Hunting has long been in the crosshairs of animal rights groups, and anti-hunting arguments ramped up after Cecil the Lion was killed in Zimbabwe nearly a year ago. But one African country refuses to cave to the pressure.

No matter whether Zimbabwe’s Cecil the Lion was harvested legally or poached back in July, his death caused a huge uproar. The circumstances surrounding the hunt led to charges being filed against the American who shot him, though they were later dismissed. The hoopla over the hunt also caused several airlines to ban the transport of hunting trophies, making it hard for even squeaky-clean hunters to get their game home. In addition, it led to bans on hunting in Zimbabwe and other African countries.

Hunting is a very important tool for wildlife management, though, as well as being an important component of the economies of the countries that allow it. The management aspect was made clear earlier this year, when one of Zimbabwe’s largest wildlife reserves announced it would have to relocate or kill up to 200 lions. This population problem had been kept in check before the Cecil incident, when hunting was allowed. But after the hunting ban, reserve managers were forced to deal with the lions themselves.

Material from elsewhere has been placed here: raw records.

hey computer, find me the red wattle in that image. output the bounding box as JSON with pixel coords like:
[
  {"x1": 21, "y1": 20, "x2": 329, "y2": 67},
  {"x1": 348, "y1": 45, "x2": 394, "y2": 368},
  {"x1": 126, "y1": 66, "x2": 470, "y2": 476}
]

But one African country is not letting the anti-hunting crowds bully it. Namibia’s Minister of Environment and Tourism, Pohamba Shifeta, said he will not enact any hunting bans. In fact, he will actively campaign against any bans or hunting restrictions in his country.

He also said that the 5,000 hunters who come to Namibia each year are necessary to both keep animal populations in check, and that they provide the funds needed to protect conserved land and the very animals they hunt.

Maybe somebody should point that out to Zimbabwe.